Allora mi accorsi che voi pensavate a quanto oscura debba essere la mia vita, cosicché nel cuore mi prese la paura di mostrare la mia miseria coi miei occhi [piangendo]. E scappai di fronte a voi, sentendo che le lacrime stavano per uscire dal cuore, che era turbato dal vostro sguardo. Io poi dicevo tra me nella mia anima triste: "Quella donna ispira certamente l'amore che mi fa andare piangendo in questo modo". |
Interpretazione complessiva
- Metro: sonetto con schema della rima ABBA, ABBA, CDE, EDC (conforme alla tradizione stilnovistica). Al v. 2 "apparita" è forma debole del participio passato "apparsa" (prob. per ragioni metriche); al v. 3 "statura" indica il modo di stare, l'atteggiamento.

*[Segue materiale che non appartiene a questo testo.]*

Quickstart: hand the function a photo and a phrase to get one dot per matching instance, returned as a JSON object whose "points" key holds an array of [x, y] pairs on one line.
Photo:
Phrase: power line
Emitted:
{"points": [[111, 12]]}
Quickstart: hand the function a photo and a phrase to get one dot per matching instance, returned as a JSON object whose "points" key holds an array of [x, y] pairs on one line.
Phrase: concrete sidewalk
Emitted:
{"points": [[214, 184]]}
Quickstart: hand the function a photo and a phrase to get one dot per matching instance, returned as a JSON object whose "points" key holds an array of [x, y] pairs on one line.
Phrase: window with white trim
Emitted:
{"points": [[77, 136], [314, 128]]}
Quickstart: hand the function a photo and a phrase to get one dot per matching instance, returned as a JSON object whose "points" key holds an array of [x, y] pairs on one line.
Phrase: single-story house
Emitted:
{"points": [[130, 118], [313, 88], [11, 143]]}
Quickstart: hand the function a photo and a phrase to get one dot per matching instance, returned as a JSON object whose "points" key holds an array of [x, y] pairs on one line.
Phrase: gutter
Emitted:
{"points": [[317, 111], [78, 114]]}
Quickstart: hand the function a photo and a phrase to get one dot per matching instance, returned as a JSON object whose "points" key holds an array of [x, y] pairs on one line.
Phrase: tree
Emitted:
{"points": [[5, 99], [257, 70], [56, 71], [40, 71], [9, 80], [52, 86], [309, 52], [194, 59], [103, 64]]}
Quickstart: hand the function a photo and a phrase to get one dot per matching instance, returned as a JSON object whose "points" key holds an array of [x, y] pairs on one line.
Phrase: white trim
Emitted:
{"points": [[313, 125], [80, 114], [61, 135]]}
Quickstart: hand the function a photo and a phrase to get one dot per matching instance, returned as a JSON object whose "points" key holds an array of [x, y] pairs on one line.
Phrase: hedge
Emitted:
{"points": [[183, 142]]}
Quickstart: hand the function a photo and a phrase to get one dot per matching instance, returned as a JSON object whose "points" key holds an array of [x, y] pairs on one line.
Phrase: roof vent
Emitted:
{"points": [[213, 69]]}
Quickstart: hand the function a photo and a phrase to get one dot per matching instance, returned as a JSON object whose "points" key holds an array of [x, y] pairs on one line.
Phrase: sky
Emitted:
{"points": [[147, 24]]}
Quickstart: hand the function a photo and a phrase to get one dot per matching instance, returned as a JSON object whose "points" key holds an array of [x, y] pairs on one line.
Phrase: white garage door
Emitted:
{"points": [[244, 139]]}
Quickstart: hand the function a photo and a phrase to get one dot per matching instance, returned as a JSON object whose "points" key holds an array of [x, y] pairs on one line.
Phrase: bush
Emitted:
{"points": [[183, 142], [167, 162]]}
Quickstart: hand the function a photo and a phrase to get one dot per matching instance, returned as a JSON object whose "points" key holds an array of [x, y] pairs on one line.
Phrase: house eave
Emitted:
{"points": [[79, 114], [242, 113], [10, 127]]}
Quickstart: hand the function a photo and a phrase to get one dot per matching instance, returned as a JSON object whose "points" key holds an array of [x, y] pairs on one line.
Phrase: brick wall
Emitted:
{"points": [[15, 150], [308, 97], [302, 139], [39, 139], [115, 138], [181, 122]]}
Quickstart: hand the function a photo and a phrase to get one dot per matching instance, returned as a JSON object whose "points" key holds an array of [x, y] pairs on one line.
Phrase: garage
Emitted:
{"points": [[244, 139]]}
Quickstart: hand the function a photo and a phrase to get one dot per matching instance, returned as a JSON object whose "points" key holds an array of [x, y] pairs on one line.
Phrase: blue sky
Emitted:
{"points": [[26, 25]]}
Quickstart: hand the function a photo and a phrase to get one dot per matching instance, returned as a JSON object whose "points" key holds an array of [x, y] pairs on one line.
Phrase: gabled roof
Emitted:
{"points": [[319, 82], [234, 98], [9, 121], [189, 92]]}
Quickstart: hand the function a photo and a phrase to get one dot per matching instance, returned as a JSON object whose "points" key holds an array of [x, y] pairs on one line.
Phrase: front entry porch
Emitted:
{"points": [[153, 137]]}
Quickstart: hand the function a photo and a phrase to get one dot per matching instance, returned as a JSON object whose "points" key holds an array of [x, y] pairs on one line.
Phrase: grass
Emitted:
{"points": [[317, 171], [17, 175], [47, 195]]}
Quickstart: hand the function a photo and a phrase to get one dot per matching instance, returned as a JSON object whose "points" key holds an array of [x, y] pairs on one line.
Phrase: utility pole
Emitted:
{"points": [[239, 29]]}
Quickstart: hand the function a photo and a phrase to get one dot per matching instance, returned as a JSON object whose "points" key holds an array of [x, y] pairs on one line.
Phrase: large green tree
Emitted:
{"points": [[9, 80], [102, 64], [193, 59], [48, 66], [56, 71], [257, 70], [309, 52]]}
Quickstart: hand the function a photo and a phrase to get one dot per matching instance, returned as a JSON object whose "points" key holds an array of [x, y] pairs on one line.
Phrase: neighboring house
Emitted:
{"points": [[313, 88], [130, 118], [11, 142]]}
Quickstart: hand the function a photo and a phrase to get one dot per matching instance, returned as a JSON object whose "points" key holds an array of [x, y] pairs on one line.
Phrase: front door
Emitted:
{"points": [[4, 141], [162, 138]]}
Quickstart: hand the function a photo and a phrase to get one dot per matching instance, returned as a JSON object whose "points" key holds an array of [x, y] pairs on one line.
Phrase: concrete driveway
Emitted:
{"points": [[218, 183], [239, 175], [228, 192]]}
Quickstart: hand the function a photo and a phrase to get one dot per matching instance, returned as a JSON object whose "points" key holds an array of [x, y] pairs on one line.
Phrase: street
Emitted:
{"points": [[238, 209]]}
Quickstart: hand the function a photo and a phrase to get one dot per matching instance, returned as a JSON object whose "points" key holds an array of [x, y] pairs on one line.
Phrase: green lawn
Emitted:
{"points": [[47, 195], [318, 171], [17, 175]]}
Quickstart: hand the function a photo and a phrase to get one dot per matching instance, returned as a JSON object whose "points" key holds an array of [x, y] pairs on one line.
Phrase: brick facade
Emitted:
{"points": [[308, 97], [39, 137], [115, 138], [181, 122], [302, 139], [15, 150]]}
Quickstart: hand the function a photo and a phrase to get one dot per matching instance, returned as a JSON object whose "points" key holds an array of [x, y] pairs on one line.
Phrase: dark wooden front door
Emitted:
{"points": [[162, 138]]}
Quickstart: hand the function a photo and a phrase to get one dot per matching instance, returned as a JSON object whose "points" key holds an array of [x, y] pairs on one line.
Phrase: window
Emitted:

- La "donna gentile" si presenta in questo capitolo come una giovane che mostra compassione per il dolore di Dante e che lo turba al punto che il poeta si infatuerà di lei, dedicandole questo sonetto e altre rime incluse nei capp. seguenti: l'episodio ha nella Vita nuova valenza unicamente amorosa e si configura come un "tradimento" della memoria di Beatrice che, da un lato, darà sollievo alla pena di Dante, dall'altro causerà in lui dubbi e ripensamenti, fino alle "visioni" di Beatrice in cielo che lo richiameranno alla fedeltà alla "gentilissima" (in Conv., II, 2 la donna verrà invece interpretata come allegoria della filosofia, identificazione senza dubbio successiva ala redazione del "libello"). Inutili i tentativi di stabilire l'identità "storica" della donna gentile, che è stata volta a volta accostata ad altre donne cantate nelle Rime (Violetta, Lisetta e persino alla donna Petra, a sua volta allegorizzata da alcuni con la filosofia), mentre nella Vita nuova essa rappresenta probabilmente solo un amore terreno che tenta Dante prima che il poeta torni a quello "spirituale" per Beatrice.